Virtualisation is one of the key technology trends driving this spend. By running multiple machines on a single physical server, organisations can enjoy increased utilisation and simplified processes while reaping the rewards of operational and capital cost reductions. However, without a robust, high-speed network at its core, the data centre cannot evolve to a point where it can effectively support virtualisation, rendering cloud computing out of reach. This is forcing organisations to re-examine the networks in their data centres.
The first step in enabling the data centre network (DCN) to support virtualisation is to create a foundation for the DCN by re-architecting the server-side network. The most important aspect of this re-architecture is upgrading the bandwidth of the network to 10Gbps (Gigabits per second) in order to cope with virtualisation and other demands that will be placed on it. Within cloud computing architectures, the need for strong data centre networking is even more important because when you bring external service providers into the equation, the network connecting the service provider to the user needs to be flawless.
Virtual machine (VM) switching technology should also be included in this re-architecture - to bring the virtual world closer to the network by extending the network edge to the VM - as well as top of rack switching techniques that can significantly increase data centre network flexibility and deliver cost savings in the form of reduced cabling. Deploying VM switching enables consistent network management across the entire network and a true separation of network management from server and virtual server management.
Another critical component of upgrading data centre networking for virtualisation is re-addressing key network services. Every piece of IT infrastructure relies on network services to function: if they fail, all IT systems will come to a stop. Building network services that can scale with the growth of the network and the number of IP addresses, but that are also agile enough to cope with virtualisation, is an important step. For example, VMs can be provisioned in a few minutes, but getting an IP address allocated for that VM can take 30 – 40 minutes, and often much longer. This management gap needs to be reduced so that the network services can fully support an agile IT infrastructure based on virtualisation.
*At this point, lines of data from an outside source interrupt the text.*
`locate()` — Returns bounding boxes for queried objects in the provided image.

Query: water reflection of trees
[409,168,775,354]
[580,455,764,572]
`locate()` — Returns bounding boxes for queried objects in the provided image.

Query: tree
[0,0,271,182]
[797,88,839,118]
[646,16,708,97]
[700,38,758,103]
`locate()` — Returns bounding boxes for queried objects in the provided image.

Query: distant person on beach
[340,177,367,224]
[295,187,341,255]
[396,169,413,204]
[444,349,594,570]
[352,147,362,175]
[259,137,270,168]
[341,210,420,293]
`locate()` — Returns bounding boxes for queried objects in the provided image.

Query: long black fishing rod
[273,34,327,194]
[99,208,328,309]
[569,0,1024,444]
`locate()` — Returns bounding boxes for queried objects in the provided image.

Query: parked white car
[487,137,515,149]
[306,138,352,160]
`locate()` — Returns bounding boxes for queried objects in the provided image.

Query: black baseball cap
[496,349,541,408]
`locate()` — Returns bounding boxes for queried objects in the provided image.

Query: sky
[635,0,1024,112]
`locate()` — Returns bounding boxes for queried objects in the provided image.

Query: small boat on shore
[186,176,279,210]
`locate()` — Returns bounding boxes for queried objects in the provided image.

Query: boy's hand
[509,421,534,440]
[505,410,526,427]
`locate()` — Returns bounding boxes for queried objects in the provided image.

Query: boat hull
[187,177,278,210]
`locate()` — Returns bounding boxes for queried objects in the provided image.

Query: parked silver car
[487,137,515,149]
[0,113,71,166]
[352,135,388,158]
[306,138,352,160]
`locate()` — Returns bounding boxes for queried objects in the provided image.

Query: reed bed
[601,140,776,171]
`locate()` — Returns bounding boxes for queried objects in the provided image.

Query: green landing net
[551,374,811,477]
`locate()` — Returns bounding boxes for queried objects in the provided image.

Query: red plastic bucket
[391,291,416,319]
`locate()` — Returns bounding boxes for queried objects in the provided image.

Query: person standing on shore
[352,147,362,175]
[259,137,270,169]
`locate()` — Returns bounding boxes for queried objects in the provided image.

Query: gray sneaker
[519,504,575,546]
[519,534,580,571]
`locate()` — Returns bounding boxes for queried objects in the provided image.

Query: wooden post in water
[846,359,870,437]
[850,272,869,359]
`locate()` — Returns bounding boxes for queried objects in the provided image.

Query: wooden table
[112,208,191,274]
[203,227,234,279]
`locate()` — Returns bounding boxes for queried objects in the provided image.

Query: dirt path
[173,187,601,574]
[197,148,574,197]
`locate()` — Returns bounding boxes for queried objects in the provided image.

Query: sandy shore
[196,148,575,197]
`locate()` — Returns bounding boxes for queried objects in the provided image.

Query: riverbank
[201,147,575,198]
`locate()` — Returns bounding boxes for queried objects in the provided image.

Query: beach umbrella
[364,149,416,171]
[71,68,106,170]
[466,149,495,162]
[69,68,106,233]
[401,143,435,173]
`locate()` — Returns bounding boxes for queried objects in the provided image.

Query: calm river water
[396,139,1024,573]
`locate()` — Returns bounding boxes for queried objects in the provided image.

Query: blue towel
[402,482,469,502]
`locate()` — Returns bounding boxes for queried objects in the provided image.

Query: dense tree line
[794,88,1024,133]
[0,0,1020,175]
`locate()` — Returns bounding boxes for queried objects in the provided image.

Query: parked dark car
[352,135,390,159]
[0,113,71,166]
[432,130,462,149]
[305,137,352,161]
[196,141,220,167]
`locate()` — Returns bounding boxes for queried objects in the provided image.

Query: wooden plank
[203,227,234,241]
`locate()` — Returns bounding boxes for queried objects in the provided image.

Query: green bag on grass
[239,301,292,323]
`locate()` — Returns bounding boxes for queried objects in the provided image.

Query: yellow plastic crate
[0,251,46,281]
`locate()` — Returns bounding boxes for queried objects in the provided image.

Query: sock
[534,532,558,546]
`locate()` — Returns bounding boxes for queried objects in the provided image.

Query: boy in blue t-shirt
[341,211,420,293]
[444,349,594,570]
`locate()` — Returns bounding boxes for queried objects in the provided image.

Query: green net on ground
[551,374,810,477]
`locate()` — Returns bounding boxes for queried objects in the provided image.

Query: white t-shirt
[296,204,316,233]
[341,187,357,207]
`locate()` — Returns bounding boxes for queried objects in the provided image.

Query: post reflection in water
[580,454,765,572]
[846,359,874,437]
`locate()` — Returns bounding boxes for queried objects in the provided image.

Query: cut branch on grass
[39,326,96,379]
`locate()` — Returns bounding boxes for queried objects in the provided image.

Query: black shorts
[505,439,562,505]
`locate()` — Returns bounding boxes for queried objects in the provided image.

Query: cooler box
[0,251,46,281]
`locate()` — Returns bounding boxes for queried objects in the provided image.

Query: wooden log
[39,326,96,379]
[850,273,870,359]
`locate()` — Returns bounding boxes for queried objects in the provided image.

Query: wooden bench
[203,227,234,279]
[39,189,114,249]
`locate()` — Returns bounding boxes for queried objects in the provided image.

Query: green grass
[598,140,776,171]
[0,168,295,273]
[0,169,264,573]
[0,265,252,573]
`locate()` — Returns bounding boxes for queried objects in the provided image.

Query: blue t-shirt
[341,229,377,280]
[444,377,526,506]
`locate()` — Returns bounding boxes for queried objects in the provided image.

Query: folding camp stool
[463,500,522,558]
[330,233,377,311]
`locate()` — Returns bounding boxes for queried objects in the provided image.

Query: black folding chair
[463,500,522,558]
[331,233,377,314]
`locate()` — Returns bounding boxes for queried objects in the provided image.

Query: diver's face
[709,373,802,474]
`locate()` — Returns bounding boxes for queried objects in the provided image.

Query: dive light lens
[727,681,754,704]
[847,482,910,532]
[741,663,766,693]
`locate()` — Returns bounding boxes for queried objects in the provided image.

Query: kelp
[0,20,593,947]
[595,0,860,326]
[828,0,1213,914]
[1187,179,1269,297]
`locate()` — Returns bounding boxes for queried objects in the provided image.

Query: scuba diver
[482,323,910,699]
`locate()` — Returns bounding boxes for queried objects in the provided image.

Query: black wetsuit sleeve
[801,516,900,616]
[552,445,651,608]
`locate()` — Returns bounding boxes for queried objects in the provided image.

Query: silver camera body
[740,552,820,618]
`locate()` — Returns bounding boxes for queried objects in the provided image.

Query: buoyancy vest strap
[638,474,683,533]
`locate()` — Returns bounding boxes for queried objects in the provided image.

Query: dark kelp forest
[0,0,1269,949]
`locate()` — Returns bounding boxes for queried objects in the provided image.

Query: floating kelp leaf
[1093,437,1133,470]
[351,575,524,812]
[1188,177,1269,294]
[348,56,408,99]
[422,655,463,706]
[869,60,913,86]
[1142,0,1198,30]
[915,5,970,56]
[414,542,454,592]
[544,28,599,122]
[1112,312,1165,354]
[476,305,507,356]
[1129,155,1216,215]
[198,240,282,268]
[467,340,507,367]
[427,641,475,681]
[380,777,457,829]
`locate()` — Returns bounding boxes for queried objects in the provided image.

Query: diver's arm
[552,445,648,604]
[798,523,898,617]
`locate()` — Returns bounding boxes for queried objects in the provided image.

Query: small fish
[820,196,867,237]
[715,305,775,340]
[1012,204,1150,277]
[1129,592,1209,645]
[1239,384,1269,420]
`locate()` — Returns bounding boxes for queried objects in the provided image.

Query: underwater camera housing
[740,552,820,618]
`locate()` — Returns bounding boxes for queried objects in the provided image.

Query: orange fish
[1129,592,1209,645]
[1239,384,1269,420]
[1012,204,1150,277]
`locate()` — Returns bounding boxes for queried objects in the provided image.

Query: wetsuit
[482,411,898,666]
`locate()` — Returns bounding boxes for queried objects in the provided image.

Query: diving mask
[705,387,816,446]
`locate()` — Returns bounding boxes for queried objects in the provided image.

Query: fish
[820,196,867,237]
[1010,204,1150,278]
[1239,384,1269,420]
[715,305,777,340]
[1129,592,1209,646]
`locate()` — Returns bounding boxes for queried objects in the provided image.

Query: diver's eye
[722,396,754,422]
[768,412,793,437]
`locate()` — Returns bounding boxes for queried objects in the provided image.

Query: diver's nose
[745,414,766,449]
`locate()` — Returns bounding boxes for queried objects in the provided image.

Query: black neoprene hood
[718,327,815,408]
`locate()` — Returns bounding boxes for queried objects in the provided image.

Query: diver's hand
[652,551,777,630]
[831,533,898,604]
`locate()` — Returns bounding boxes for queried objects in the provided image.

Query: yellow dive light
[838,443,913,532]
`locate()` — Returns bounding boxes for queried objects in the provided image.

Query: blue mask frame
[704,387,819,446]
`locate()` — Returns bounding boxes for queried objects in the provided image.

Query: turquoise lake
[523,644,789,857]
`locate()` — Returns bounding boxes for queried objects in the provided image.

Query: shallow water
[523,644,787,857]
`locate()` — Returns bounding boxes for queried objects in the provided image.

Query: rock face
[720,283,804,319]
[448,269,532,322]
Application delivery technologies also provide important functions - acceleration, availability and security - and any successful virtualisation project needs to take this into consideration. These devices improve the user’s experience when connecting to applications by accelerating, caching and compressing IP traffic. They are also able to load balance across multiple servers and VMs (even when they are in different data centres in different locations) and so ensure that the applications are always available and that there is sufficient capacity for them to run without delays and failures. What’s more, these devices are able to look deep into the application transactions and provide a level of security that traditional products are not able to provide. As the server-side network becomes the platform for the converged data centre network, it becomes possible to take advantage of convergence and collapse the storage network on the traditional ethernet network. A unified fabric - by which technology vendors mean the convergence of the computing and storage traffic onto a single network - can be achieved when the organisation has a strong network foundation in place based on 10Gbps that can handle the additional traffic load that storage will introduce, and a network that supports Fibre Channel over Ethernet (FCoE).
If you are now wondering about the effort required, the economic rationale for creating a virtualisation-ready data centre network is truly compelling. The reduction of network devices, server racks, network cards and cabling can realise capital savings of around 50%. A less complicated infrastructure - entailing simpler, cheaper management - will enable significant operational savings - fewer devices mean lower maintenance and software licensing expenses, while around a 30% reduction in power consumption leads to dramatically reduced energy costs and a greener corporate conscience.